RIEN NE SERA ACCOMPLI EN FRANCE SI LES DETRACTEURS DE LA REFORME NE SONT PAS BOUSCULES
Deux éléments distincts.
Certes, il existe toujours le bon vieux divorce, dont la procédure est d'ailleurs simplifiée ; et pourquoi ne pas y recourir ? En l'occurrence, ce n'est pas celle que les époux ont choisie. Car il y a, en définitive, deux éléments fort distincts dans cette affaire : le cas particulier, qui pose de façon aiguë le droit d'avoir une vie privée à l'abri du regard médiatique ; et le cas général qui pose celui d'une éventuelle réforme.
Quoi qu'il en soit, et pour en revenir à elle, Mme Dati n'a pas eu un mauvais réflexe ; elle a beaucoup mieux compris que n'importe lequel de ses détracteurs les affres d'une jeune musulmane obligée de jurer qu'elle est vierge avant son mariage et non moins obligée ensuite de reconnaître qu'elle a menti ; et qui, appartenant elle-même à la société française contemporaine, n'avait plus qu'une hâte : se débarrasser à la fois d'un époux à la mentalité moyenâgeuse et d'un mariage arrangé. Après quoi, la ministre a été battue par forfait : le charivari a été tel qu'il lui a imposé l'analyse erronée des grands émotifs qui gouvernent l'espace des médias.

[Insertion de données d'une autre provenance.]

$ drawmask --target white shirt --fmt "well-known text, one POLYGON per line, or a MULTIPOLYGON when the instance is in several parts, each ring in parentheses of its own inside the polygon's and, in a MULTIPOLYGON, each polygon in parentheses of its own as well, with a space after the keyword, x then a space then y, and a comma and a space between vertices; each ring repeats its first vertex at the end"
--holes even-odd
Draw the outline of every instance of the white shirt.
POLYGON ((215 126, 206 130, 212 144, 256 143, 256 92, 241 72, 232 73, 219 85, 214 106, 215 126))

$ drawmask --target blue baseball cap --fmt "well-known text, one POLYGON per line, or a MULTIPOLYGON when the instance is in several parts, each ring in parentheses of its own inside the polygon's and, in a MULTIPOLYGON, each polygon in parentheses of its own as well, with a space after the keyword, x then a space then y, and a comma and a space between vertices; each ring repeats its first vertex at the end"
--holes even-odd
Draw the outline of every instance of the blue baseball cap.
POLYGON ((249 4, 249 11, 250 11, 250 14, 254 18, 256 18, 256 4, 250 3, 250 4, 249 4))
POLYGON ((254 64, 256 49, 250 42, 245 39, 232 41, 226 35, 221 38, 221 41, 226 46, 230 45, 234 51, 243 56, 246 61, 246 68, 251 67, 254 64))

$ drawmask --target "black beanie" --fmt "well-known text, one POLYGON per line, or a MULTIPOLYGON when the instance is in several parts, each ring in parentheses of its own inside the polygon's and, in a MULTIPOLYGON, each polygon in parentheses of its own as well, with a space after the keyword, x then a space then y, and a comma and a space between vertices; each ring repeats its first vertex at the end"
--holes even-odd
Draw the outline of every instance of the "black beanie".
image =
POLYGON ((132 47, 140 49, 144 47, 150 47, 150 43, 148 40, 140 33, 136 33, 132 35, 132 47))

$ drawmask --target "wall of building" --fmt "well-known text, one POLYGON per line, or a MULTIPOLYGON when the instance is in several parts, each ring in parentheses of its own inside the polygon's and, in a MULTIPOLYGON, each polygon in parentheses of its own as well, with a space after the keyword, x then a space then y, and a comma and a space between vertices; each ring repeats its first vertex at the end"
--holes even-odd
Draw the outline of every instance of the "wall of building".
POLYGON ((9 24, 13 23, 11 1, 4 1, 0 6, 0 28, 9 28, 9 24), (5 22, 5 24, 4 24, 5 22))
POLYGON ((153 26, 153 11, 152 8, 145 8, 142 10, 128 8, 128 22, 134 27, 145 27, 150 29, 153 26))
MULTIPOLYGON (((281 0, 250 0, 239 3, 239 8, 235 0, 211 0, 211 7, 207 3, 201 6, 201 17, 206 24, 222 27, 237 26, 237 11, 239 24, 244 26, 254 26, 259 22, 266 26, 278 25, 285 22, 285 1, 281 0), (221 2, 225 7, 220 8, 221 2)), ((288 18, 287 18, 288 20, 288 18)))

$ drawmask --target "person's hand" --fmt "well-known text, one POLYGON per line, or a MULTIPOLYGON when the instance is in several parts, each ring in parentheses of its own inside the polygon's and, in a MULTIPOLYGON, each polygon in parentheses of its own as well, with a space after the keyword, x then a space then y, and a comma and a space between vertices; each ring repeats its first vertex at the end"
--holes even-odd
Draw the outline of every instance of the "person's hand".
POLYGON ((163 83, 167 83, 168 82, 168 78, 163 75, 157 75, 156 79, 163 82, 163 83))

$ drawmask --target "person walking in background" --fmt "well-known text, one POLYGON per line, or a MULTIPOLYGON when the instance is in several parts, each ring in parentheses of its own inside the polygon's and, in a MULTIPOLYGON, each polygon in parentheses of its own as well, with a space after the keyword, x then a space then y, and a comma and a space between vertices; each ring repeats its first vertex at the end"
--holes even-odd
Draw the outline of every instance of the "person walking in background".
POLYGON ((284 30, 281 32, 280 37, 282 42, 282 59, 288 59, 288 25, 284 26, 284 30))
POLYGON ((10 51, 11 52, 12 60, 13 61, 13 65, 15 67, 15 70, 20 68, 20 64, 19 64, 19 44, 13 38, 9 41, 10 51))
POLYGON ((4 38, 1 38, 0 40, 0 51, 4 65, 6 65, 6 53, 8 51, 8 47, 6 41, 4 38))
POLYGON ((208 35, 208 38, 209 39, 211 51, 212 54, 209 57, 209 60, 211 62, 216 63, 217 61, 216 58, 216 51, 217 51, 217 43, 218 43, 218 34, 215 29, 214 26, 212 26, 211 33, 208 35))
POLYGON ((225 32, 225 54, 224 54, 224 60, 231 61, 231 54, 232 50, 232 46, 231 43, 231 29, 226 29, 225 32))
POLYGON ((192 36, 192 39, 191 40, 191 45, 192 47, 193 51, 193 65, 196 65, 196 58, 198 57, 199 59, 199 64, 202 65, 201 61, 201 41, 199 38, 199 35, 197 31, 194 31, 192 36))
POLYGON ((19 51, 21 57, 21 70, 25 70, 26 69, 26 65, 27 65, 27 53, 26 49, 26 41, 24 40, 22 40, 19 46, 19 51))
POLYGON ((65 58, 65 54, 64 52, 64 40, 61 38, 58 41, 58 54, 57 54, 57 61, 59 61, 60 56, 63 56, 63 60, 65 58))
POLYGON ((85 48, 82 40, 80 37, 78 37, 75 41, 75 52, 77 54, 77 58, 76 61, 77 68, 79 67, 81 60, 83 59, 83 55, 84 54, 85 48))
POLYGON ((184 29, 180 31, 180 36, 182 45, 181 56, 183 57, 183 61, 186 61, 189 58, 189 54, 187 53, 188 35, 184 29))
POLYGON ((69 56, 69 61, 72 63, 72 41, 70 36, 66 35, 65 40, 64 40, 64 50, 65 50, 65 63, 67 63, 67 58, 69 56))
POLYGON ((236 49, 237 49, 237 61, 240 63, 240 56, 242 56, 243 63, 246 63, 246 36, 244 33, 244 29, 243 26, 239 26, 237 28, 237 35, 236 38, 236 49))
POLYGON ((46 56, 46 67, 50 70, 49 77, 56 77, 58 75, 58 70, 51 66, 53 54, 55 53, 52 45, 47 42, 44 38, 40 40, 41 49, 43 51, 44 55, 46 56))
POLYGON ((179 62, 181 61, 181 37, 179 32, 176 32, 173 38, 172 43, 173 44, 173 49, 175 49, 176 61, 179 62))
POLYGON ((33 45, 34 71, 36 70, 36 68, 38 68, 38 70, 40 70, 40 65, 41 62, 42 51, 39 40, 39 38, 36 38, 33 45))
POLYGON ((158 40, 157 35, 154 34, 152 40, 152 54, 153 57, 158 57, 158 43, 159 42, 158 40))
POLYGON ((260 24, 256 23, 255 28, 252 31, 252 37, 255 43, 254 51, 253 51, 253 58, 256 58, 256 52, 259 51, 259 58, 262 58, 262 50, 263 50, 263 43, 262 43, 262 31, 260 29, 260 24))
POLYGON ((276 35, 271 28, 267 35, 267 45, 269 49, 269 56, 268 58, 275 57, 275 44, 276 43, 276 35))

Bien entendu, cela ne signifie nullement que les Français doivent se ranger à l'avis que la virginité est une qualité essentielle de l'épouse. C'est pourquoi il appartient à la ministre de la Justice d'ouvrir un débat sur un éventuel changement du code civil. En revanche, l'appel ne rend service à personne.
Les journaux font le bilan de la garde des Sceaux, un an après sa nomination au gouvernement. Ils lui reprochent ses toilettes de couturiers, ses chaussures, sa prédilection pour le glamour, et beaucoup de choses encore. Il nous semble que, sans pardonner mais sans condamner ces dérives, nous devrions comprendre que la jeune femme venue de très loin et parvenue, à la force du poignet, dans son bureau de la place Vendôme, n'a pu résister à l'appel du luxe et de la haute société, d'autant que le président lui-même lui a donné l'exemple. Le président dont elle se réclame au point d'envisager de quitter elle-même la politique quand il aura terminé son ou ses mandats. Le président qui est son modèle.
Bulldozer.
Elle l'a beaucoup imité quand elle a lancé tambour battant et sans la moindre inhibition sa réforme de la carte judiciaire où elle est passée comme un bulldozer sur les corps et les coeurs des magistrats et des avocats ; elle l'a imité en adoptant en toute occasion un point de vue péremptoire qu'elle n'aurait altéré qu'au prix d'une réforme moins profonde ou plus lente ; elle l'a imité quand elle a laissé partir ceux, et ils sont nombreux, qu'elle a profondément mécontentés.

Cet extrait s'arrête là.